19. The Obama administration and other defendents insists that the language of the law is clear —subsidies are available through all exchanges, irrespective of whether they are federal or state-run.

20. If the Supreme Court rules in favor of the challengers, PPACA subsidies for 6.4 million people in 34 states using the federal marketplace would be eliminated. There would also be approximately 8.2 million more uninsured people, according to a February study from the Urban Institute.

21. In particular, these 10 states — which have the highest number of people enrolled for coverage under the federal exchange — are home to the highest number of people at risk of losing their subsidies:

•    Florida — 1.32 million people at risk
•    Texas — 832,334 people
•    North Carolina — 458,738 people
•    Georgia — 412,385 people
•    Pennsylvania — 348,823 people
•    Virginia — 285,938 people
•    Illinois — 232,371 people
•    Michigan — 228,388 people
•    Missouri — 197,663 people
•    New Jersey — 172,345 people

22. HHS Secretary Sylvia Mathews Burwell stated in a letter to Congress that the Obama administration does not have a contingency plan if the U.S. Supreme Court blocks subsidies.
 
23. Republican leaders in Congress have however drafted legislation that would allow subsidies to continue for up to two more years after the Supreme Court decision, should the Court rule against the subsidies.

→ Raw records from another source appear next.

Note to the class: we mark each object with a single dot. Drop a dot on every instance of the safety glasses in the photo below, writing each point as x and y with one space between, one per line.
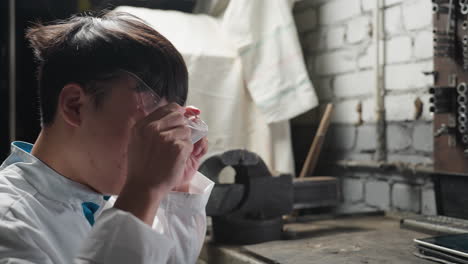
149 100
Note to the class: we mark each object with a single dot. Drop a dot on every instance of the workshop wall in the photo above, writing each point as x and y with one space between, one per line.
337 39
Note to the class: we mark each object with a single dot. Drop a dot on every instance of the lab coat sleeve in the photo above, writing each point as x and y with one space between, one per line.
182 217
119 237
21 243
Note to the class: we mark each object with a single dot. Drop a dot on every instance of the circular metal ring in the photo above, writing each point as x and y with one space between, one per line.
462 88
462 109
462 120
465 139
462 129
464 9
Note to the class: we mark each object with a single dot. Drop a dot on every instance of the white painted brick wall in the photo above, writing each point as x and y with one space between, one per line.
335 37
422 47
408 76
335 11
353 190
367 58
393 20
398 137
377 193
335 62
367 5
345 112
323 88
354 84
417 14
359 29
400 107
406 197
398 49
340 52
391 2
306 20
314 42
368 110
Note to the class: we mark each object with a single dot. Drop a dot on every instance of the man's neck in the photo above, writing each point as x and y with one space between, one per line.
49 148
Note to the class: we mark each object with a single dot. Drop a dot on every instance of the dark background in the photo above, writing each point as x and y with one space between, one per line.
27 12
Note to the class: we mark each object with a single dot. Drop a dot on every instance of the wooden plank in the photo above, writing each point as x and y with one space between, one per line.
316 147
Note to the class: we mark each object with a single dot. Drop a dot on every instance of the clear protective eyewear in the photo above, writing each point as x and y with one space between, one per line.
149 101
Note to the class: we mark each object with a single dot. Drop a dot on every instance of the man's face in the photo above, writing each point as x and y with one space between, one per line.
105 134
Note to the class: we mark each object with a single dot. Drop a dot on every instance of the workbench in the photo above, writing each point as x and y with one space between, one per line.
357 239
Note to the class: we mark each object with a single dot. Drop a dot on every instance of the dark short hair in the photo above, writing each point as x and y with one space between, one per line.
86 49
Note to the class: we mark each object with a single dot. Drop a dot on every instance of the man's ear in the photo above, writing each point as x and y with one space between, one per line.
70 104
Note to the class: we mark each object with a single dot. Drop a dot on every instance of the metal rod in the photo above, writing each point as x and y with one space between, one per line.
12 70
379 90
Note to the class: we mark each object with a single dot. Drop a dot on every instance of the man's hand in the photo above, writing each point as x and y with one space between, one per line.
193 162
159 153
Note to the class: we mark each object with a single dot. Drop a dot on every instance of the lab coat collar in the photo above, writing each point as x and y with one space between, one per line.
47 181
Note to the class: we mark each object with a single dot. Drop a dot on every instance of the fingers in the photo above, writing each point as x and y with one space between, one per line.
200 148
191 111
164 111
179 133
165 118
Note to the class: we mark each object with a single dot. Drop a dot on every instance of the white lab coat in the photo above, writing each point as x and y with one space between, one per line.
42 220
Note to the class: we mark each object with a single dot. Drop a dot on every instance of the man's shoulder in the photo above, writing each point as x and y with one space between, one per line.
15 192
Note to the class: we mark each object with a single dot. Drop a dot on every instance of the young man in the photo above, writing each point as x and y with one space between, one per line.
97 140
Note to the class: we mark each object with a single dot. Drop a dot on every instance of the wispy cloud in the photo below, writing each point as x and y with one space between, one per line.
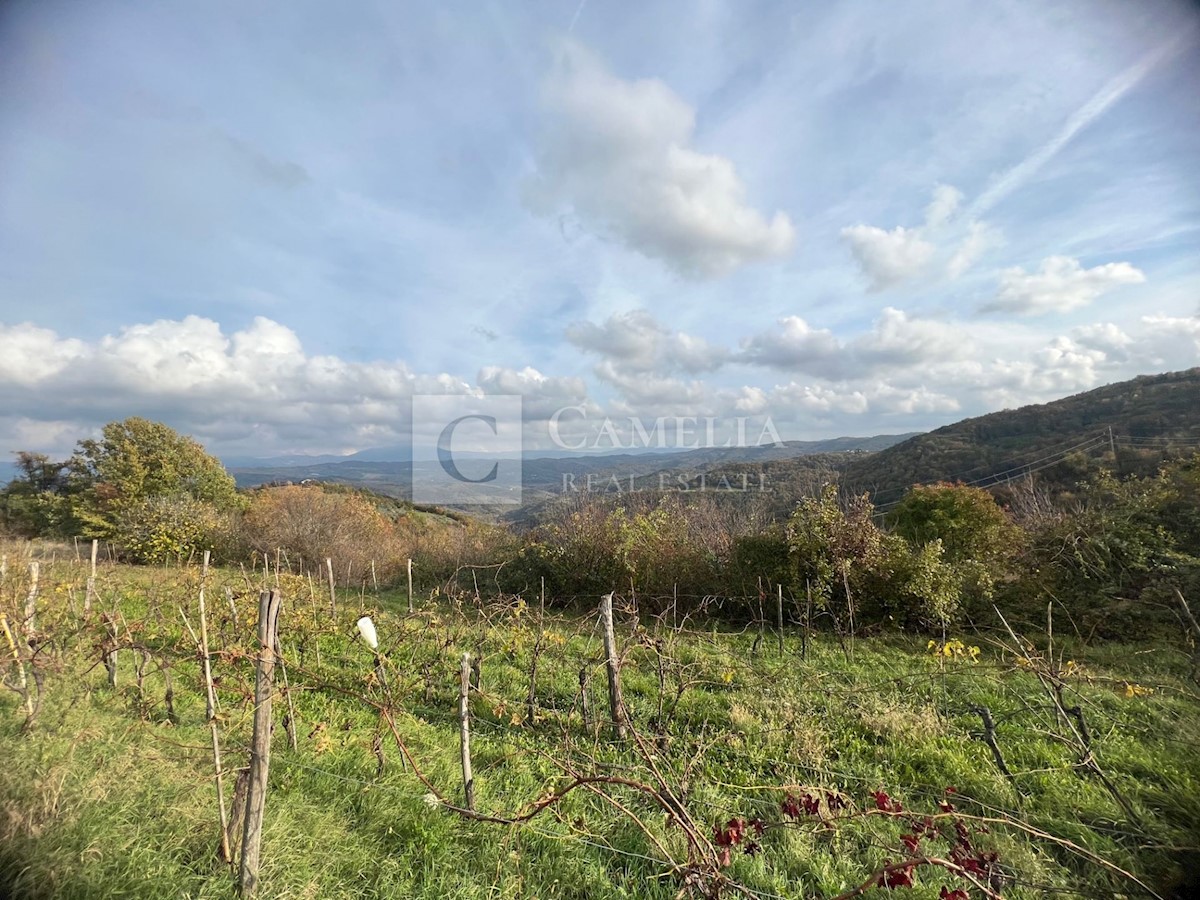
1080 119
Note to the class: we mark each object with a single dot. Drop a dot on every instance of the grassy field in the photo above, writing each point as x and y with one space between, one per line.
111 793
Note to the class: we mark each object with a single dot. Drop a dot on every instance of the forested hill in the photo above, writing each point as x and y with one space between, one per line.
1151 418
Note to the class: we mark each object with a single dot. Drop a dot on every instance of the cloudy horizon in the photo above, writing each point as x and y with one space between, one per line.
271 227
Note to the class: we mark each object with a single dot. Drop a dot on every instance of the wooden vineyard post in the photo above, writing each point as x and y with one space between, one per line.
468 779
409 585
808 618
779 616
613 666
31 598
91 579
333 594
210 711
261 745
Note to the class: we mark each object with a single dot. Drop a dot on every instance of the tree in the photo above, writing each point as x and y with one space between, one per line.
841 555
37 502
153 490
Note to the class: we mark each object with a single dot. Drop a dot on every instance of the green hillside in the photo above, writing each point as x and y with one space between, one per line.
1129 427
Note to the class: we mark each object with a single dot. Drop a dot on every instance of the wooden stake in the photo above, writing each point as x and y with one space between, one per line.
333 595
31 599
779 616
613 664
210 711
468 779
22 682
91 579
409 585
261 745
808 618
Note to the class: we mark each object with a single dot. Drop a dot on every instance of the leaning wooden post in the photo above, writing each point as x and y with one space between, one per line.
779 616
261 745
808 618
468 779
333 594
409 585
91 579
210 711
613 664
31 599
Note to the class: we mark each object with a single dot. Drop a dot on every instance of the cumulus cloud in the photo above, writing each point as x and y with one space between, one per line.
637 342
1060 285
888 258
943 205
979 239
891 258
255 390
894 342
619 154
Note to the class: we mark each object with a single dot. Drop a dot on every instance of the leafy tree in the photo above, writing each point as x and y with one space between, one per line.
311 522
1116 561
976 535
37 502
136 460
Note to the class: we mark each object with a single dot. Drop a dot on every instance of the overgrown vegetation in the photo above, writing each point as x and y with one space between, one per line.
793 774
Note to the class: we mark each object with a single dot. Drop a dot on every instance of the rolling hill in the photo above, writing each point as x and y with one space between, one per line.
1129 427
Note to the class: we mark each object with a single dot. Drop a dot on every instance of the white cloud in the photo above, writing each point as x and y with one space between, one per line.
943 205
888 258
1107 337
1097 106
894 342
255 390
1059 286
637 342
979 239
618 151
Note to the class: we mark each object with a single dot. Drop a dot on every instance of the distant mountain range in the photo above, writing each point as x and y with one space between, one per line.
1128 427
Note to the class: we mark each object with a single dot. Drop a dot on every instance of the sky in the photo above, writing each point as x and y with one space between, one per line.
273 225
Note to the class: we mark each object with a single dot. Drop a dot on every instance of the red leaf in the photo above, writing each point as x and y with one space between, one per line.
895 879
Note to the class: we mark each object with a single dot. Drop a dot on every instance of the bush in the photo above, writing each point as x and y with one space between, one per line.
310 523
172 527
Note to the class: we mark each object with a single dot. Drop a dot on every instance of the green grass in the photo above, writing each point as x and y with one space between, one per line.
106 797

24. Cloud-based healthcare exchanges could allow states to keep healthcare coverage subsidized if the plaintiff's case prevails. The federal HealthCare.gov site is run through Amazon Web Services and as part of the redesign after its glitch-ridden launch, it was set up to run on Amazon EC2 clusters as a software-as-a-service application. The SaaS application can be customized and operated by states as independent exchanges.

25. Both Delaware and Pennsylvania were "conditionally approved" to create their own health insurance exchanges. They are the only two states that submitted contingency plans to save the subsidies in their states while awaiting the King v. Burwell ruling expected by the end of June.